Bug #30915 | on duplicate key update: needs update privileges for primary key | ||
---|---|---|---|
Submitted: | 8 Sep 2007 14:33 | Modified: | 8 Jan 2008 20:32 |
Reporter: | Richard Smith | Email Updates: | |
Status: | Closed | Impact on me: | |
Category: | MySQL Server: Documentation | Severity: | S3 (Non-critical) |
Version: | 5.0.41 | OS: | FreeBSD (6.2) |
Assigned to: | Paul DuBois | CPU Architecture: | Any |
[8 Sep 2007 14:33]
Richard Smith
[11 Sep 2007 12:38]
MySQL Verification Team
Thank you for the bug report. Verified as described.
[12 Oct 2007 14:35]
Konstantin Osipov
This needs to be documented: ON DUPLICATE KEY UPDATE converts an INSERT statement to an UPDATE statement upon a primary key conflict. An update statement in such case requires a privilege. A normal UPDATE would require this privilege, even though the data is not changed: mysql> insert into test values (1,1); Query OK, 1 row affected (0.00 sec) mysql> update test set x=1, y=2; ERROR 1143 (42000): UPDATE command denied to user 'test'@'localhost' for column 'x' in table 'test' mysql> select * from test; +---+------+ | x | y | +---+------+ | 1 | 1 | +---+------+ 1 row in set (0.00 sec)
[12 Oct 2007 16:01]
Richard Smith
That's fine if the table has one row. If the table has more than one row you get: mysql> update test set x = 1, y = 2; ERROR 1062 (23000): Duplicate entry '1' for key 1 Surely the INSERT must be converted to an UPDATE of the form: update test set y = 2 where x = 1; Which clearly does not need column privileges on the primary key.
[8 Jan 2008 20:32]
Paul DuBois
Thank you for your bug report. This issue has been addressed in the documentation.
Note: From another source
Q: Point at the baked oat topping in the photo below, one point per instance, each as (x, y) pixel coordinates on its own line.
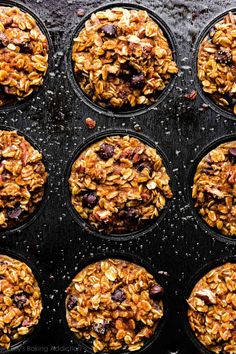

The updated documentation will appear on our website shortly, and will be included in the next release of the relevant products.
[18 Apr 2013 16:35]
Brandon Bell
Not sure how this ticket can be marked as closed. The documentation doesn't seem to have ever been updated to specifically address this reported bug. Also, updating the documentation doesn't address the underlying compromise to data security if we're forced to provide UPDATE access to the entire table instead of being able to define more finely grained UPDATE access to just specific columns when this SQL syntax is used.